当至少一个对象不包含必要的字段 Elasticsearch

问题描述

我在 elasticsearch 中有文档,如果任何 attachment 不包含 uuid 或 uuid 为空,我无法理解如何应用应该返回文档的搜索脚本。弹性 5.2 版本。 文档映射

"mappings": {
    "documentType": {
        "properties": {
            "attachment": {
                "properties": {
                    "uuid": {
                        "type": "text"
                    },"path": {
                        "type": "text"
                    },"size": {
                        "type": "long"
                    }
                }
            }}}

在elasticsearch中它看起来像

{
        "_index": "documents","_type": "documentType","_id": "1","_score": 1.0,"_source": {
          "attachment": [
               {
                "uuid": "21321321","path": "../uploads/somepath","size":1231
               },{
                "path": "../uploads/somepath",]},{
        "_index": "documents","_id": "2","_source": {
          "attachment": [
               {
                "uuid": "223645641321321",{
                "uuid": "22341424321321","_id": "3","_source": {
          "attachment": [
               {
                "uuid": "22789789341321321",]}

因此,我想获取带有 _id 1 和 3 的附件。
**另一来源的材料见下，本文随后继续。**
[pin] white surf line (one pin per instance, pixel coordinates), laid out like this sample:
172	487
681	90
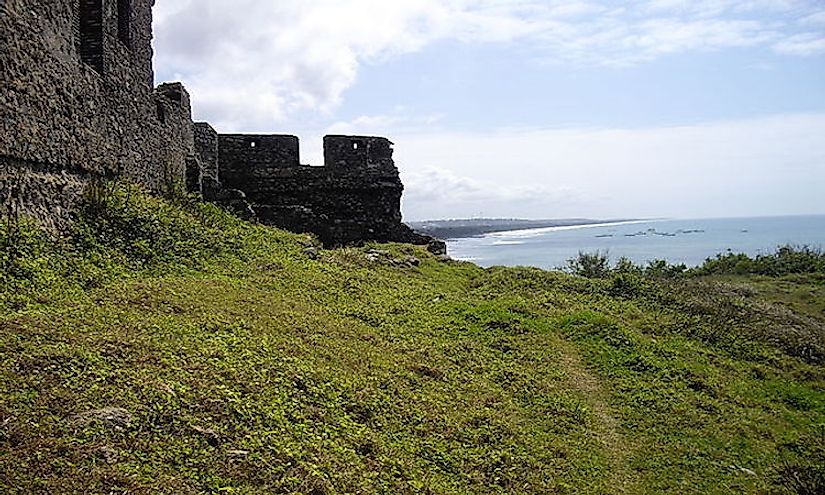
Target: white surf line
542	230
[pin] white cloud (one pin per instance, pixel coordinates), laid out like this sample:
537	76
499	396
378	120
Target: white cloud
764	166
805	44
255	64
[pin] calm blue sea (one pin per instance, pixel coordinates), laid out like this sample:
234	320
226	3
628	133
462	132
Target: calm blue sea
677	241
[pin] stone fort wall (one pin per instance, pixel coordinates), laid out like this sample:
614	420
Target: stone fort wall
355	196
77	102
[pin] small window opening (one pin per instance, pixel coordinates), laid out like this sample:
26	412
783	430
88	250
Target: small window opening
91	33
161	111
124	21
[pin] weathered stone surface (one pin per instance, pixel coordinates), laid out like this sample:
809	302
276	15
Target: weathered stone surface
112	417
77	104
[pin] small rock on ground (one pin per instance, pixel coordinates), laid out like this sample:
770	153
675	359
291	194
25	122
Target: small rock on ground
113	417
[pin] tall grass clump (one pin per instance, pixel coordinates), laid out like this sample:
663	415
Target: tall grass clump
118	231
786	260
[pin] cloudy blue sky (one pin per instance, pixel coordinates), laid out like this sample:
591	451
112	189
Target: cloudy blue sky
529	108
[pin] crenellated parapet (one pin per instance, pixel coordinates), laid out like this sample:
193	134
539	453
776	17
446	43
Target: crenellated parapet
78	104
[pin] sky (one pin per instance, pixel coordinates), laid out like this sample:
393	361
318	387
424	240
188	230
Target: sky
529	108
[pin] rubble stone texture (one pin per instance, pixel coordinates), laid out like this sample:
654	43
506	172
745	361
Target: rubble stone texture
78	104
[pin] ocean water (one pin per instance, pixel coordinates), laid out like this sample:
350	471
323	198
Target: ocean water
677	241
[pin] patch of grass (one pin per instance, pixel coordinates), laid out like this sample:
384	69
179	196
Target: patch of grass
246	367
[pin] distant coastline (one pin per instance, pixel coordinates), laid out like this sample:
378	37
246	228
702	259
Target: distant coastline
473	227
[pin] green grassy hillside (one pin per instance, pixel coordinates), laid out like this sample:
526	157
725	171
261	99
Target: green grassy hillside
170	348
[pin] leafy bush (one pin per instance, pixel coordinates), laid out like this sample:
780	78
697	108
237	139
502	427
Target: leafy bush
118	230
597	265
785	261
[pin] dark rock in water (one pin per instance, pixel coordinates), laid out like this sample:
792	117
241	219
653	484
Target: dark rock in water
113	417
437	246
312	253
208	434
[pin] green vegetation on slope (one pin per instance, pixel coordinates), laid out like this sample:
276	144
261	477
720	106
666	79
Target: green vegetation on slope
170	348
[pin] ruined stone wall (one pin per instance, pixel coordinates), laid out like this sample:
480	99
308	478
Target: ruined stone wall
246	159
206	147
77	102
355	197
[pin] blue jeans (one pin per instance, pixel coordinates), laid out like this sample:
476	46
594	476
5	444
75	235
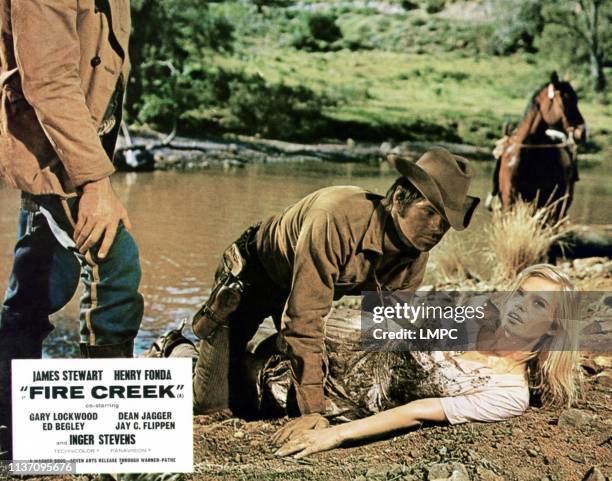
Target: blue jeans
46	272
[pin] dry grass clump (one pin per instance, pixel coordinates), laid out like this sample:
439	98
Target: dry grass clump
520	237
453	258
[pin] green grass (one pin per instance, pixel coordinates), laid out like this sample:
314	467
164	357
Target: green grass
394	89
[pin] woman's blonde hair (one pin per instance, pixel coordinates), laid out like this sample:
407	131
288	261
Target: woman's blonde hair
553	366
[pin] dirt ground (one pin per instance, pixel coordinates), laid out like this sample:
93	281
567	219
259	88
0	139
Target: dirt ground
536	446
541	445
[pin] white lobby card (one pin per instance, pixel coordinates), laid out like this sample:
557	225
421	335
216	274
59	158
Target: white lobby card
104	415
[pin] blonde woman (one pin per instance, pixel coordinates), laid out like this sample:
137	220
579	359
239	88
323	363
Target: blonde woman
534	347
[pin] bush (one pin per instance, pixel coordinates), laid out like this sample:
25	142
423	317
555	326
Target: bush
517	25
275	110
434	6
316	31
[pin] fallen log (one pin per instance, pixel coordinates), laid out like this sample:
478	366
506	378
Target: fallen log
172	152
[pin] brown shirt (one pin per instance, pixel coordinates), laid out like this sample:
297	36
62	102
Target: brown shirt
59	65
332	243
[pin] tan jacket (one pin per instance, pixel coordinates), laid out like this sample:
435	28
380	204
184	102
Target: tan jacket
58	69
329	244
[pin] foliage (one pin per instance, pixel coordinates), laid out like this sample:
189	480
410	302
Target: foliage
270	3
167	35
576	33
316	32
517	25
276	111
585	28
434	6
但结果我收到了脚本错误 我尝试应用下一个脚本:

{
    "query": {
        "bool": {
            "must": [
                {
                    "exists": {
                        "field": "attachment"
                    }
                },{
                    "script": {
                        "script": {
                            "inline": "for (item in doc['attachment'].value) { if (item['uuid'] == null) { return true}}","lang": "painless"
                        }
                    }
                }
            ]
        }
    }
}

接下来是错误

 "root_cause": [
            {
                "type": "script_exception","reason": "runtime error","script_stack": [
                    "org.elasticsearch.search.lookup.LeafDocLookup.get(LeafDocLookup.java:77)","org.elasticsearch.search.lookup.LeafDocLookup.get(LeafDocLookup.java:36)","for (item in doc['attachment'].value) { ","                 ^---- HERE"
                ],"script": "for (item in doc['attachment'].value) { if (item['uuid'] == null) { return true}}","lang": "painless"
            }
        ],

如果一个附件对象不包含 uuid,是否可以选择文档?

解决方法

迭代对象数组并不像人们想象的那么简单。我写了很多关于它的文章 herehere

由于您的 attachments 未定义为 nested,因此 ES 在内部将它们表示为扁平的值列表(也称为“文档值”)。例如,文档#2 中的 attachment.uuid 将变为 ["223645641321321","22341424321321"],而 attachments.size 将变为 [1231,1231]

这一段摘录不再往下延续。